Combination of $n$ letter out of $3n$. 
Show that the number of combinations of $n$ letters out of $3n$ letters of which $n$ are $a$s , $n$ are $b$s and the rest are unequal is $(n+2)2^{n-1}$.

My approach...
The number of ways of distributing $n$ distict object in $k$ distinct box is $\binom{n+k-1}{k-1}$ now when $k=2$ the logic stands as $\binom{n+2-1}{2-1}$=$\binom{n+1}{1}$.
Selection of $j$ distinct letter out of $n$ is $\binom{n}{j}$.
Hence my answer will be $\sum_{j=0}^{n} \binom{j+1}{1}\binom{n}{n-j}$.

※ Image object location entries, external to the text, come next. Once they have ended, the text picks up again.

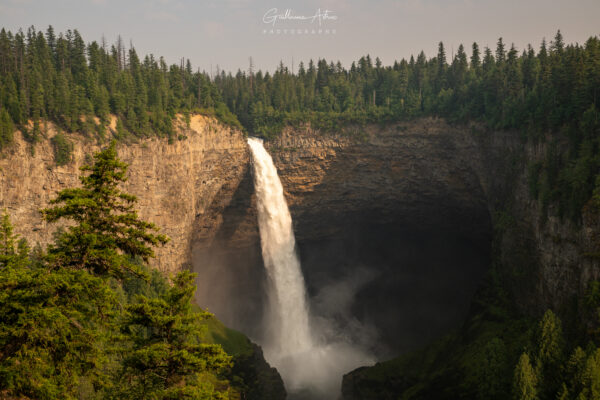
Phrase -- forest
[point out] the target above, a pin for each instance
(87, 318)
(550, 95)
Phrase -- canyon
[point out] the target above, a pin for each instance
(394, 223)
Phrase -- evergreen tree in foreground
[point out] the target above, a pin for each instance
(107, 234)
(66, 329)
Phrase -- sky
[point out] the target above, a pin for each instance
(226, 33)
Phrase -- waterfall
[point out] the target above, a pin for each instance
(305, 364)
(288, 313)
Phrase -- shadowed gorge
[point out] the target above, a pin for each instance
(393, 236)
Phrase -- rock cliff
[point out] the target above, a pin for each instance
(174, 182)
(364, 190)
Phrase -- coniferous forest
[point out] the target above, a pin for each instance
(546, 94)
(86, 318)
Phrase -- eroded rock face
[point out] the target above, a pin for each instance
(346, 192)
(173, 182)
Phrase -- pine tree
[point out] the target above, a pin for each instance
(168, 360)
(108, 232)
(525, 380)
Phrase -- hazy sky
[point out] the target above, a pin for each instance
(228, 32)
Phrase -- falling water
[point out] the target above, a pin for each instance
(306, 365)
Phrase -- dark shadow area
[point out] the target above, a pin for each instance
(394, 288)
(230, 271)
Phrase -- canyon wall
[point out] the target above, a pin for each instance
(174, 182)
(421, 174)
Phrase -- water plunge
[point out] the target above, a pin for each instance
(311, 360)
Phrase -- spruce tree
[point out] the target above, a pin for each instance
(107, 234)
(525, 380)
(167, 359)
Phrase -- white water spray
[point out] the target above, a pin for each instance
(306, 365)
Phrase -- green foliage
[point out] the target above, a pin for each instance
(167, 359)
(62, 79)
(70, 330)
(6, 128)
(62, 149)
(108, 232)
(525, 383)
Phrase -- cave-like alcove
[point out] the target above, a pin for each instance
(389, 283)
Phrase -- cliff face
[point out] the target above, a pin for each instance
(173, 182)
(422, 176)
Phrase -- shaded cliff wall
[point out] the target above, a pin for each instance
(389, 221)
(421, 176)
(173, 182)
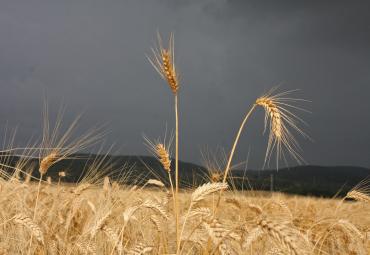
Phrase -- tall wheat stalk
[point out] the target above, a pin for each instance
(164, 63)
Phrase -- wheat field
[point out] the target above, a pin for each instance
(99, 215)
(112, 218)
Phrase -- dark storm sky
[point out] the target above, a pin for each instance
(91, 56)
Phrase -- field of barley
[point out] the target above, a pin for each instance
(101, 215)
(116, 219)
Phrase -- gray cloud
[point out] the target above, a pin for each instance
(91, 55)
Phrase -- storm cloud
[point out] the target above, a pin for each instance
(91, 55)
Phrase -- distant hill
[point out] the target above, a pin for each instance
(304, 180)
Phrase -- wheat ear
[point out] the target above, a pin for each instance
(27, 222)
(358, 196)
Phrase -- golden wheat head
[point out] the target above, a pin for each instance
(47, 162)
(163, 61)
(280, 120)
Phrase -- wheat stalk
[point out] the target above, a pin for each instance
(27, 222)
(164, 62)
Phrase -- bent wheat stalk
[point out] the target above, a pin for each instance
(278, 117)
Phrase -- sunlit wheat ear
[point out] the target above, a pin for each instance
(47, 162)
(163, 157)
(163, 61)
(280, 121)
(361, 192)
(161, 149)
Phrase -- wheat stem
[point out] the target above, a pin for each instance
(177, 170)
(227, 169)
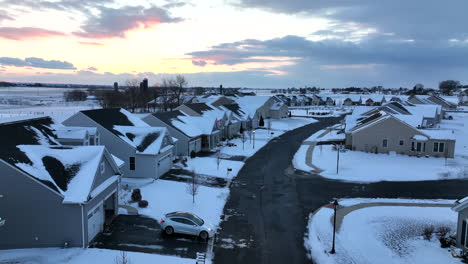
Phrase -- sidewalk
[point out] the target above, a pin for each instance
(308, 157)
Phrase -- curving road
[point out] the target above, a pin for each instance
(268, 208)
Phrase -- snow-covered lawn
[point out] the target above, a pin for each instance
(380, 234)
(263, 135)
(169, 196)
(368, 167)
(82, 256)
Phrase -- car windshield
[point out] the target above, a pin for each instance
(197, 220)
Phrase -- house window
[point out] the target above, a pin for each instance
(385, 143)
(463, 240)
(418, 146)
(439, 147)
(103, 167)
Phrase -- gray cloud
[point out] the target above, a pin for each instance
(114, 22)
(416, 19)
(200, 63)
(21, 33)
(379, 60)
(5, 16)
(36, 63)
(62, 5)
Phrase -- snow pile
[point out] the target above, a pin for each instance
(80, 165)
(380, 234)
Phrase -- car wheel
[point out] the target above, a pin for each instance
(169, 230)
(204, 235)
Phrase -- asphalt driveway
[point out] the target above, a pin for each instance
(268, 208)
(143, 234)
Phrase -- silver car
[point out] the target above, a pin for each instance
(186, 223)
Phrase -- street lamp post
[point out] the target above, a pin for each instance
(253, 146)
(337, 156)
(335, 205)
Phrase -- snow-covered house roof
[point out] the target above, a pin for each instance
(31, 146)
(181, 122)
(250, 104)
(134, 131)
(146, 140)
(70, 171)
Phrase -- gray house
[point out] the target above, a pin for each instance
(53, 196)
(147, 151)
(384, 133)
(77, 136)
(180, 126)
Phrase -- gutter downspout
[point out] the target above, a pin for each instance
(82, 225)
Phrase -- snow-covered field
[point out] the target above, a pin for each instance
(81, 256)
(368, 167)
(22, 102)
(380, 234)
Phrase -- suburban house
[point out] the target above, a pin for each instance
(433, 99)
(374, 100)
(77, 136)
(384, 133)
(211, 114)
(327, 100)
(278, 109)
(419, 116)
(181, 126)
(461, 207)
(53, 195)
(147, 151)
(352, 100)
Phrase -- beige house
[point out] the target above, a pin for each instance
(384, 133)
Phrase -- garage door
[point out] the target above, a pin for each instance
(95, 221)
(165, 164)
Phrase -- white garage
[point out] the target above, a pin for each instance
(164, 164)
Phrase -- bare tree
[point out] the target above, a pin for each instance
(122, 258)
(218, 158)
(133, 87)
(193, 185)
(179, 84)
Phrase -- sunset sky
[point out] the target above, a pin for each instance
(237, 43)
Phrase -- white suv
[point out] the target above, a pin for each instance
(186, 223)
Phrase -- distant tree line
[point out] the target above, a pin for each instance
(75, 95)
(136, 97)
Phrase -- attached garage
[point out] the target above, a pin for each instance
(96, 219)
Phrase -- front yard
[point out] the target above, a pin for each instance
(374, 232)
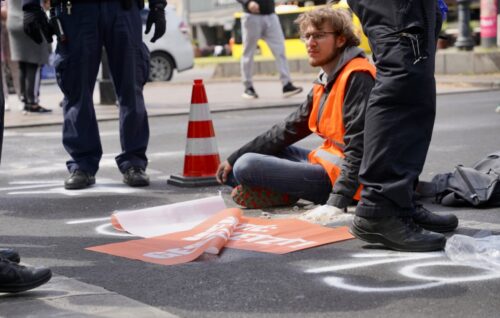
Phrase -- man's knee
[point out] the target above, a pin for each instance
(245, 167)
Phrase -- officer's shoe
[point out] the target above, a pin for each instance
(79, 180)
(136, 177)
(289, 90)
(10, 254)
(434, 222)
(397, 233)
(15, 278)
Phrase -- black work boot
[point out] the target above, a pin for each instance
(10, 254)
(15, 278)
(79, 180)
(434, 222)
(136, 177)
(397, 233)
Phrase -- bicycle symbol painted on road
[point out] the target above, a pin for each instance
(421, 264)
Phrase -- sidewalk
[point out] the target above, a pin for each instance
(173, 98)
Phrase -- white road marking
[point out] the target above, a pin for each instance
(410, 271)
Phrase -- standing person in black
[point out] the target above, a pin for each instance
(398, 125)
(88, 25)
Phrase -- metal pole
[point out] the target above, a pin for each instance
(106, 88)
(464, 39)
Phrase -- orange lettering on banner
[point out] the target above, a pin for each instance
(181, 247)
(227, 228)
(282, 236)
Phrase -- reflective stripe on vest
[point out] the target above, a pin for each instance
(329, 124)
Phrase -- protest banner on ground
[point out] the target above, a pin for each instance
(227, 228)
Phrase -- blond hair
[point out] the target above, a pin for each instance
(339, 19)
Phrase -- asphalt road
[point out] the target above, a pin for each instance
(51, 226)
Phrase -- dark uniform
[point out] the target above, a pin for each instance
(88, 25)
(398, 124)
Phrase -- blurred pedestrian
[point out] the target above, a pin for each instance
(14, 277)
(260, 21)
(83, 27)
(31, 57)
(398, 125)
(5, 55)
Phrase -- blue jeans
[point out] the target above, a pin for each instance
(288, 172)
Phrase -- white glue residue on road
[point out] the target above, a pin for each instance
(419, 264)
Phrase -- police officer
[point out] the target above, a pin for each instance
(83, 27)
(398, 125)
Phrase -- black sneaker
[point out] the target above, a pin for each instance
(10, 254)
(397, 233)
(250, 93)
(441, 223)
(290, 90)
(15, 278)
(36, 109)
(79, 180)
(136, 177)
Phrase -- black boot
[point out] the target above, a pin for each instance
(136, 177)
(434, 222)
(15, 278)
(397, 233)
(79, 180)
(10, 254)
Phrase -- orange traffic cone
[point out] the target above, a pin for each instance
(202, 157)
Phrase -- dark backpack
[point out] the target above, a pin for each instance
(478, 186)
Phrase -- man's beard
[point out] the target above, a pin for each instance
(325, 60)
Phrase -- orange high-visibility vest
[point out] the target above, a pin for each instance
(331, 125)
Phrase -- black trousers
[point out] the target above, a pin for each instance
(29, 82)
(401, 107)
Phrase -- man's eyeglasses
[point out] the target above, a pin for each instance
(316, 36)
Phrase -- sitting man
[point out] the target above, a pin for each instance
(269, 171)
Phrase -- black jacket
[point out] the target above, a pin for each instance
(296, 127)
(266, 6)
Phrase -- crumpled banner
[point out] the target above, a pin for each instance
(227, 228)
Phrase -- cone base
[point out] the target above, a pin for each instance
(192, 182)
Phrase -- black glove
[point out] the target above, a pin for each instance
(36, 23)
(156, 16)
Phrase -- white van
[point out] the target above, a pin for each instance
(172, 51)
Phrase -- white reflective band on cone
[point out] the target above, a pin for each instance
(201, 146)
(199, 112)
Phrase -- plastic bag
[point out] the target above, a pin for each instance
(483, 252)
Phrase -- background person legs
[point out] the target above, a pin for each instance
(251, 32)
(273, 35)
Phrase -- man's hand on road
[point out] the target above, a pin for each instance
(253, 7)
(156, 16)
(36, 23)
(223, 171)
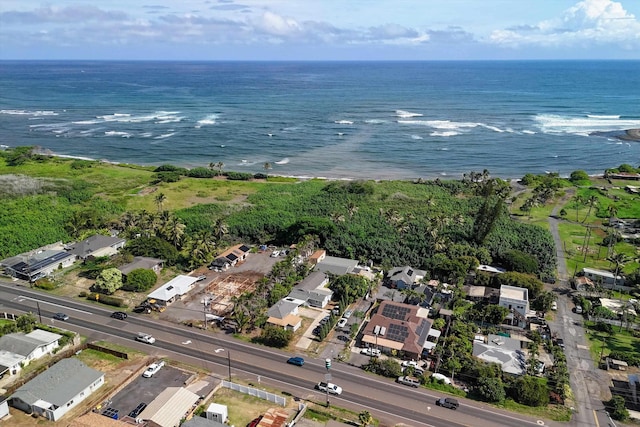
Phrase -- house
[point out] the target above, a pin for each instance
(317, 256)
(139, 262)
(169, 407)
(504, 351)
(482, 293)
(336, 265)
(401, 327)
(235, 254)
(606, 278)
(174, 289)
(57, 390)
(313, 290)
(96, 246)
(32, 267)
(517, 301)
(284, 314)
(404, 277)
(18, 350)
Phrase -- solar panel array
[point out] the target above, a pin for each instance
(395, 312)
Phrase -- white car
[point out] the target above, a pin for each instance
(152, 369)
(332, 388)
(373, 352)
(145, 338)
(413, 363)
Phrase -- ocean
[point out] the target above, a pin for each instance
(378, 120)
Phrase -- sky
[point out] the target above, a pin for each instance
(319, 29)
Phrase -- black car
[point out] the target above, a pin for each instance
(120, 315)
(138, 410)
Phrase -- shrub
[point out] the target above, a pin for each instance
(106, 299)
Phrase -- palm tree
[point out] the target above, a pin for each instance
(365, 418)
(160, 199)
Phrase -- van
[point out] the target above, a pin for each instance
(410, 381)
(448, 402)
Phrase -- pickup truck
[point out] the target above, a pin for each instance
(152, 369)
(332, 388)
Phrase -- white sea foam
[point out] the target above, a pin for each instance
(38, 113)
(554, 123)
(600, 116)
(445, 133)
(164, 136)
(407, 114)
(117, 133)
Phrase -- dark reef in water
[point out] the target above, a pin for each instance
(625, 135)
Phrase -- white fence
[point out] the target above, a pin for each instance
(279, 400)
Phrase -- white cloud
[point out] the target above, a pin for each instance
(587, 22)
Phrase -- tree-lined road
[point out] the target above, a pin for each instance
(387, 401)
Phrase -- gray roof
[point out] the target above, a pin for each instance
(92, 244)
(58, 384)
(202, 422)
(312, 281)
(407, 274)
(140, 262)
(282, 309)
(335, 265)
(24, 345)
(19, 343)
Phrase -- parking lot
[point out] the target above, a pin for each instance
(144, 390)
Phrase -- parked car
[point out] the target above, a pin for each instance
(448, 402)
(138, 410)
(61, 316)
(410, 381)
(120, 315)
(370, 351)
(145, 338)
(332, 388)
(152, 369)
(298, 361)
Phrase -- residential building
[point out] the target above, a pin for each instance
(96, 246)
(18, 350)
(171, 406)
(336, 265)
(313, 290)
(405, 277)
(57, 390)
(606, 278)
(284, 314)
(401, 327)
(174, 289)
(515, 299)
(141, 262)
(503, 351)
(34, 266)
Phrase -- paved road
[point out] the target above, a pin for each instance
(589, 385)
(387, 401)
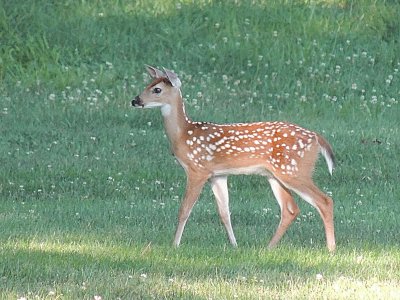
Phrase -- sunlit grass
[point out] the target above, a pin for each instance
(90, 193)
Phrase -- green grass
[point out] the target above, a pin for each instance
(90, 193)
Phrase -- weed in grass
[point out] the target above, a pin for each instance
(89, 193)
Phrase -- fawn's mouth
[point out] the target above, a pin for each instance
(137, 102)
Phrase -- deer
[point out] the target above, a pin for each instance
(284, 153)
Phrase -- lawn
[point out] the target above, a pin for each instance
(89, 191)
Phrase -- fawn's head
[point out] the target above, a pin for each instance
(161, 91)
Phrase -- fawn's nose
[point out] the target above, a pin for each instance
(137, 102)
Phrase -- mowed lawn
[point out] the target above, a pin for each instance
(89, 190)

Please help me with the answer
 A: Hint: The required number is coefficient of $x^n$ in $$[(1+x+x^2+\cdots x^n)^2(1+x)^n].$$
Do some simplification and find that the coefficient of $x^n$ is $$2^n\binom {n+2-1}{1} - \binom n1 2^{n-1} \binom{n+1-1}{0} = (n+2)2^{n-1}$$
A: Your answer gives the  proposed result
$$
\eqalign{
  & \sum\limits_{j = 0}^n {\left( \matrix{
  j + 1 \cr 
  1 \cr}  \right)\left( \matrix{
  n \cr 
  n - j \cr}  \right)}  = \sum\limits_{j = 0}^n {\left( \matrix{
  j \cr 
  1 \cr}  \right)\left( \matrix{
  n \cr 
  n - j \cr}  \right)}  + \sum\limits_{j = 0}^n {\left( \matrix{
  j \cr 
  0 \cr}  \right)\left( \matrix{
  n \cr 
  n - j \cr}  \right)}  =   \cr 
  &  = \sum\limits_{j = 0}^n {\left( \matrix{
  j \cr 
  1 \cr}  \right)\left( \matrix{
  n \cr 
  j \cr}  \right)}  + \sum\limits_{j = 0}^n {\left( \matrix{
  n \cr 
  j \cr}  \right)}  = \sum\limits_{j = 0}^n {\left( \matrix{
  n \cr 
  1 \cr}  \right)\left( \matrix{
  n - 1 \cr 
  j - 1 \cr}  \right)}  + 2^{\,n}  =   \cr 
  &  = n\,2^{\,n - 1}  + 2^{\,n}  = \left( {n + 2} \right)2^{\,n - 1}  \cr} 
$$
where to obtain the last sum the "Trinomial Revision" has been applied
$$
\left( \matrix{
  n \cr 
  m \cr}  \right)\left( \matrix{
  m \cr 
  q \cr}  \right) = \left( \matrix{
  n \cr 
  q \cr}  \right)\left( \matrix{
  n - q \cr 
  m - q \cr}  \right)
$$
This results in $$ 1,3,8,20,48, \cdots$$
The above is the result when "combinations" means
number of sub-multisets of cardinality $n$ from the multiset $\{a \times n,\; b \times n,\; 1,\, 2,\, \cdots,n\}$
as explicitated by the z-Transform provided in previous answer.
That means that the order of the characters is not taken into account.
If instead "combinations" means
number of words of length $n$ from the alphabet $\{a \times n,\; b \times n,\; 1,\, 2,\, \cdots,n\}$
then the order of the characters is taken into account.
In this case, we have that $k$ numeric characters can be choosen 
in ${n^{\,\underline {\,k\,} } } =n(n-1)\cdots(n-k+1)$ ways.
In the remaining places we have a binary subword of length $n-k$.
Then the number of words will be
$$
\eqalign{
  & \sum\limits_{k = 0}^n {n^{\,\underline {\,k\,} } 2^{\,n - k} }  = \sum\limits_{k = 0}^n {{{n!} \over {\left( {n - k} \right)!}}2^{\,n - k} }  = n!\sum\limits_{k = 0}^n {{{2^{\,k} } \over {k!}}}  =   \cr 
  &  = e^{\,2} n!Q\left( {n,2} \right) \cr} 
$$
$Q$ being the Regularized Incomplete Gamma function.
This returns
$$
1,3,10,38,168, \cdots 
$$